Ni elecciones, ni manifestaciones

Orlando Amores Terán

El problema no es lo político. El problema es de corrupción electoral. Ese tipo de problema no se resuelve en democracia, porque estamos bajo un régimen narco-comunista, impuesto mediante Constituyente desde el 2008.

Al narco-comunismo no se lo elimina con «elecciones», máxime cuando el sistema electoral esta diseñado para alterar la votación, a favor de la tendencia narco-comunista; ni con candidatos pusilánimes, acomodaticios, que no están a la altura del momento histórico; tampoco se lo elimina con manifestaciones populares. Si esos fuesen los mecanismos idóneos, hace tiempo, habría democracia en Venezuela, donde la oposición ganó una elección con Guaidó, y se han dado multitudinarias manifestaciones que han resultado inanes; porque la fuerza pública venezolana está subordinada al narco-comunismo internacional, moralmente corrompida, cómoda, tan adoctrinada que los volvieron estómagos agradecidos.
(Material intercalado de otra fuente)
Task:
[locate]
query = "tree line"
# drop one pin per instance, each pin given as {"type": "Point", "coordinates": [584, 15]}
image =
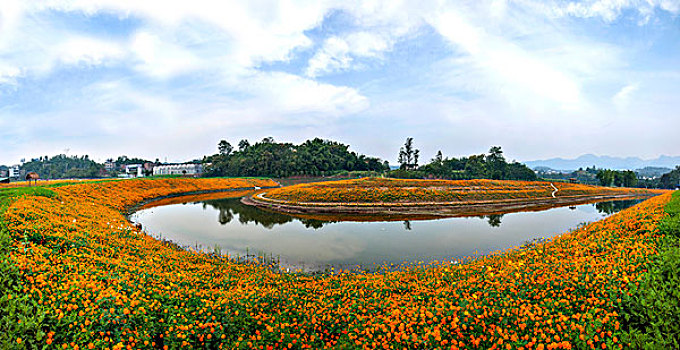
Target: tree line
{"type": "Point", "coordinates": [492, 165]}
{"type": "Point", "coordinates": [314, 157]}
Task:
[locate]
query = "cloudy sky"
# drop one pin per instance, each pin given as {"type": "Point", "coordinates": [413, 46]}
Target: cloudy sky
{"type": "Point", "coordinates": [169, 79]}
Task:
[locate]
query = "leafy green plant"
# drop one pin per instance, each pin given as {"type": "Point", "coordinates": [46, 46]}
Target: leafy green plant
{"type": "Point", "coordinates": [651, 314]}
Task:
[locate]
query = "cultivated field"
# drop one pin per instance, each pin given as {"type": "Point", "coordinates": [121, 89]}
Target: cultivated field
{"type": "Point", "coordinates": [78, 275]}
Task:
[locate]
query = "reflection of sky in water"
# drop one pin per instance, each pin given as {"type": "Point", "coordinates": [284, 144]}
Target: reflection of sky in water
{"type": "Point", "coordinates": [352, 243]}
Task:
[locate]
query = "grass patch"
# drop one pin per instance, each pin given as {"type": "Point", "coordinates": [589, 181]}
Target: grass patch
{"type": "Point", "coordinates": [651, 313]}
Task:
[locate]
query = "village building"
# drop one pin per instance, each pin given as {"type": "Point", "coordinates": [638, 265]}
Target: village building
{"type": "Point", "coordinates": [178, 169]}
{"type": "Point", "coordinates": [134, 170]}
{"type": "Point", "coordinates": [14, 172]}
Al narco-comunismo se lo erradica con fuerza armada regular, o irregular. Si no se comprende de esta manera el problema por el que atraviesa Ecuador, jamás tendremos una efectiva, eficiente y adecuada respuesta, por parte de los enemigos naturales del narco-comunismo, que es la fuerza pública.

La reacción patriótica de la fuerza pública no es delito, es el cumplimiento de su misión. Las FFAA no cometen ningún delito, cuando anteponen el interés general de la Nación ecuatoriana por sobre intereses particulares, basados en normas constitucionales que rigen el sistema narco-comunista vigente. Además, son los depositarios de las armas y el honor de la República, obligados por norma constitucional a proteger los derechos de sus ciudadanos. Los oficiales superiores de la República, deben exigir que la fuerza pública actúe, en bien general del país, frente a un enemigo interno que destruyó la institucionalidad democrática, durante la década de mayor infamia en nuestra historia nacional.